Low cosine similarity scores for InternVideo2 video embeddings vs text caption embeddings

mposey commented 3 months ago

I have been observing low cosine similarity scores for InternVideo2 video embeddings compared to relevant text caption embeddings. In some cases, the scores are even negative. I am not sure if I am misinterpreting how to compute the similarity scores for videos and their text captions.

Expected outcome: The cosine similarity scores should be high (close to 1) for videos with relevant captions.

Actual outcome: The cosine similarity scores are low (sometimes negative) for some videos with relevant captions.

UknowSth commented 2 months ago

Same problem was encountered. most of the relevant descriptive texts computed low cosine similarity, fluctuating above and below 0, and not taking values much higher than random texts. I wonder if I've miscalculated. Have you solved this problem？ The rough logic of my code is as follows.

with torch.no_grad():
        images = read_frames(...)
        images = image_transform(images)
        images = images.to(device)
        # load video
        image_feat = clip_model.encode_vision(images.unsqueeze(0), test=True).float()
        image_feat /= image_feat.norm(dim=-1, keepdim=True)    
        # load text
        text_feat = clip_model.encode_text(tokenizer([text],max_length=300).to(device)).float()
        text_feat /= text_feat.norm(dim=-1, keepdim=True) 

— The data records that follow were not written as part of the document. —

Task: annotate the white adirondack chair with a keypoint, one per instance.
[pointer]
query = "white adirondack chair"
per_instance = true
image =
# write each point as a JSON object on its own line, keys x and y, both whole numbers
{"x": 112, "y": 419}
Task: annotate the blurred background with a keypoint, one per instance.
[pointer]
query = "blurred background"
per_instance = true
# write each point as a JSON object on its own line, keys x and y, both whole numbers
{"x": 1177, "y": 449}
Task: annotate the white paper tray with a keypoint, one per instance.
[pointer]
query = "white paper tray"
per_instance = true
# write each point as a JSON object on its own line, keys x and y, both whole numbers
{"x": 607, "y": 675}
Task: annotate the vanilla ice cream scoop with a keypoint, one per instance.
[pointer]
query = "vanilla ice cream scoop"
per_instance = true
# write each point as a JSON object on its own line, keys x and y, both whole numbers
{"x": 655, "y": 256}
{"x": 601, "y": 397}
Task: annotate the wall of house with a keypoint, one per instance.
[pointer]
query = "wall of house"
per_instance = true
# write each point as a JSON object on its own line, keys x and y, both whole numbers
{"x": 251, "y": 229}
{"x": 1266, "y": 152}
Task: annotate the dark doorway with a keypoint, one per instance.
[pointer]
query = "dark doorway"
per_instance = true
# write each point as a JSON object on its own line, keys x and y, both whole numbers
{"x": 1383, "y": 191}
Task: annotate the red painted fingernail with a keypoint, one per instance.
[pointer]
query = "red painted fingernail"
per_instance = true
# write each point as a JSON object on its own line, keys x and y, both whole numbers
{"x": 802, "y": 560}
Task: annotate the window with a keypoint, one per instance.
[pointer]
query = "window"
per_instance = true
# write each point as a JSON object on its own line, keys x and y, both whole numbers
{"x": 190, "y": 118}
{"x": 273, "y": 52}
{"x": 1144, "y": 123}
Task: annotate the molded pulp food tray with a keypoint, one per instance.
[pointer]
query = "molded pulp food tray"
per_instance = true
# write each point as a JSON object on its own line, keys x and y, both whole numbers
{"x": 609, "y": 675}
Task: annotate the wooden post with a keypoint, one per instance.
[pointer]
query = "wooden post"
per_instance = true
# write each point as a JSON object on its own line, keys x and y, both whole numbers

        logit_per_text =  image_feat @ text_feat.T
        score_per_video =  float(logit_per_text[0][0].cpu())

UknowSth commented 2 months ago

I have resolved. It was due to the model not loading the pretrained model, meaning the pretrained_path in the config file was not filled in. I achieved better results by loading the 1B_clip.pth from https://huggingface.co/OpenGVLab/InternVideo2-CLIP-1B-224p-f8/tree/main.

yshuolu commented 1 month ago

@UknowSth Could you please provide a bit more details to your solution? I encountered the same.

UknowSth commented 1 month ago

@UknowSth Could you please provide a bit more details to your solution? I encountered the same.

Take scripts/evaluation/clip/zero_shot/1B/config_anet.py as an example, where pretrained_path is not filled in by default. Download 1B_clip.pth from huggingface and then fill in pretrained_path.

After successfully loading weights of chinese_alpaca_lora_7b, 1B_clip.pth, InternVideo2-stage2_1b-224p-f4.pt, internvl_c_13b_224px.pth, the cosine similarity scores would be normal.

# load model
model = InternVideo2_CLIP(cfg, is_pretrain=False).to(device)
tokenizer = model.tokenizer
# load pretrained model
checkpoint = torch.load(cfg.pretrained_path, map_location="cpu")
if 'model' in checkpoint.keys():
    state_dict = checkpoint["model"]
elif 'module' in checkpoint.keys():
    state_dict = checkpoint["module"]
else:
    state_dict = checkpoint
msg = model.load_state_dict(state_dict, strict=False)
logger.info(msg)
logger.info(f"Loaded checkpoint from {cfg.pretrained_path}")
model.eval()

...

# inference
image_feat = model.encode_vision(images.unsqueeze(0), test=True).float()
image_feat /= image_feat.norm(dim=-1, keepdim=True)    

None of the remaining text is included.